South African State-Owned Enterprises (referred to as “SOEs” hereinafter) have been plagued with financial mismanagement and ineffective corporate governance. SOEs are unique in that the South African Government is the sole shareholder of these companies with the Minister who holds the share in a SOE on behalf of Government such as the Minister of Public Enterprises. Various parties play a role in the governance of SOEs.
Oversight over SOE’s vests in Parliament, the Executive and the Boards of SOE’s. Parliament exercises its role through evaluating the performance of SOE’s by interrogating their annual financial statements. The Public Finance Management Act (hereinafter referred to “PFMA”) governs the standards for financial management of SOEs.
The Companies Act
The Companies Act (hereinafter referred to as “the Act”), established the term ‘state-owned company’, which is defined in Section 1 as an enterprise that is registered in terms of this Act as a company, and either is listed as a public entity in terms of Schedule 2 or 3 of the PFMA and is owned by a municipality, as contemplated in the Local Government: Municipal Systems Act, 2000 (Act No. 32 of 2000).
Section 66(1)2 of the Act requires a SOE to have a Board of Directors, which has the authority to exercise all of the powers and perform any of the functions of the SOE, except if limited by the Companies Act or Memorandum of Incorporation. The Board of a SOE should comprise at least three Directors. The Board of Directors is accountable to the shareholder for the performance and affairs of the SOE.

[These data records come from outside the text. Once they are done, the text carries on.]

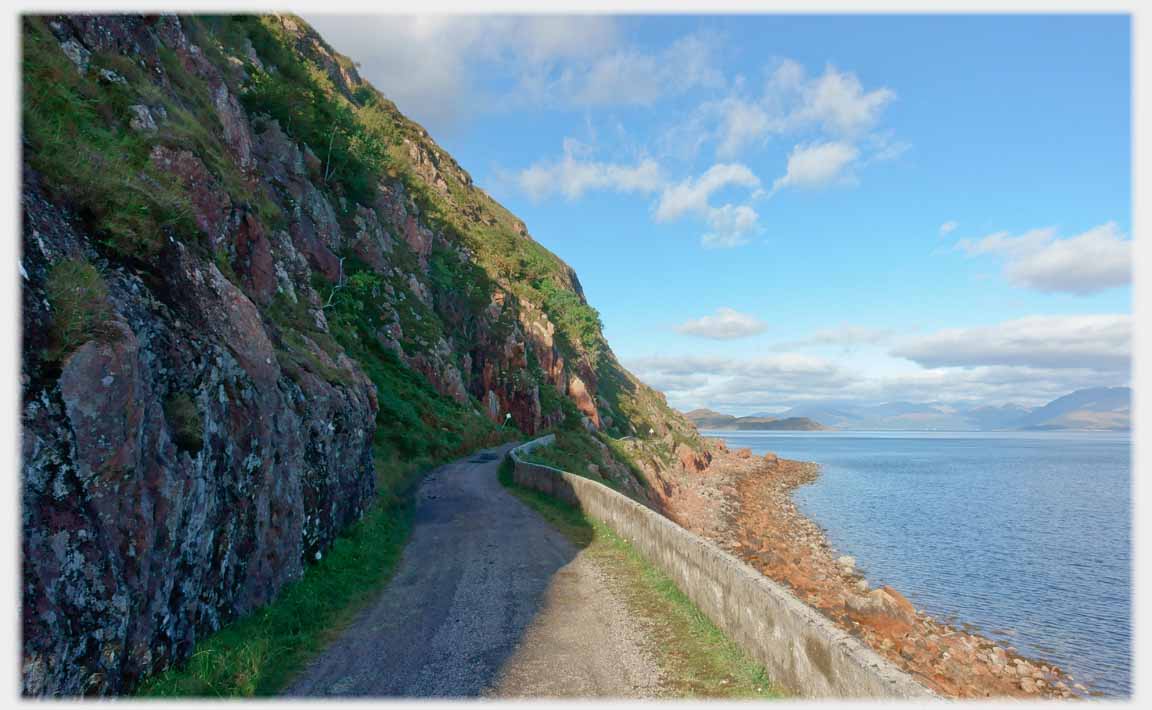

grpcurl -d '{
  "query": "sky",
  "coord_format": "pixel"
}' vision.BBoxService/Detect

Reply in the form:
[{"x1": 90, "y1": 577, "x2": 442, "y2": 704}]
[{"x1": 305, "y1": 15, "x2": 1132, "y2": 414}]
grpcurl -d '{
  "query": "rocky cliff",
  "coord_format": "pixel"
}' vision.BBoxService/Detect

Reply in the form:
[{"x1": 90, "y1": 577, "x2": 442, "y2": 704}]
[{"x1": 21, "y1": 15, "x2": 706, "y2": 695}]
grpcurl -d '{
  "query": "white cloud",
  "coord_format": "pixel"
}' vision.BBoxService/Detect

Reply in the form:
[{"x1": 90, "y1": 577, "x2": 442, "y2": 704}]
[
  {"x1": 892, "y1": 315, "x2": 1132, "y2": 372},
  {"x1": 714, "y1": 97, "x2": 773, "y2": 158},
  {"x1": 775, "y1": 324, "x2": 897, "y2": 350},
  {"x1": 652, "y1": 163, "x2": 760, "y2": 248},
  {"x1": 525, "y1": 33, "x2": 726, "y2": 106},
  {"x1": 676, "y1": 308, "x2": 768, "y2": 340},
  {"x1": 653, "y1": 163, "x2": 760, "y2": 222},
  {"x1": 516, "y1": 138, "x2": 664, "y2": 199},
  {"x1": 624, "y1": 343, "x2": 1128, "y2": 414},
  {"x1": 700, "y1": 204, "x2": 760, "y2": 248},
  {"x1": 792, "y1": 65, "x2": 896, "y2": 136},
  {"x1": 957, "y1": 222, "x2": 1132, "y2": 295},
  {"x1": 772, "y1": 142, "x2": 859, "y2": 192},
  {"x1": 699, "y1": 59, "x2": 893, "y2": 160}
]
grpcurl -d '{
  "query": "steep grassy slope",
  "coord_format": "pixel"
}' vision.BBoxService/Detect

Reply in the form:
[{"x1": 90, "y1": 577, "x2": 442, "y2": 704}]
[{"x1": 21, "y1": 15, "x2": 700, "y2": 694}]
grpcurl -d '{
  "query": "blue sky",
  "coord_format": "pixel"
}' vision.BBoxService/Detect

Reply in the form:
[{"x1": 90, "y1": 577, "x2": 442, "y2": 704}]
[{"x1": 306, "y1": 15, "x2": 1131, "y2": 413}]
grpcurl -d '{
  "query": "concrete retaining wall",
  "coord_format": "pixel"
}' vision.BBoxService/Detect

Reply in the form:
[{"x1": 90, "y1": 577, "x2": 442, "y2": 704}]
[{"x1": 509, "y1": 435, "x2": 933, "y2": 698}]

The Act sets out standards of Directors’ duties, namely to act:
- In good faith and for proper purpose;
- In the best interests of the SOE; and
- With the degree of care, skill and diligence that may reasonably be expected of a person who carries out the same functions as a Director in relation to the SOE and who has the knowledge, skill and experience of that Director.
Public Finance Management Act
SOEs fall within the ambit of the PFMA, which means that they need to comply with additional provisions over and above those of the Act. The individual Directors and the Board as a whole, carry full fiduciary responsibility in terms of the Act and PFMA.
The PFMA provides that the board of a SOE must exercise the utmost care to ensure reasonable protection of the assets and records of the SOE; and act with fidelity and in the best interests of the SOE in managing the financial affairs of the SOE. On request, the Board must disclose to the Minister to which the SOE is accountable and seek, within limits, to prevent any prejudice to the financial interests of the state.
While the King IV Report is not legally binding, its principles have been used as a benchmark against which the conduct of Directors should be measured3 and was found to be binding on state-owned entities4. King IV emphasizes that SEOs must act with independence in the best interests of the entity.
With all these governing structures in place, SOEs should be performing well and adding value to our country. SOEs should be managed according to the principles of the King IV Report, i.e. transparency and accountability. Furthermore, Directors should comply with their fiduciary duties as required by the Act and PFMA, by doing so SOEs can be catalysts for sustainable value creation and/or growth for South Africa.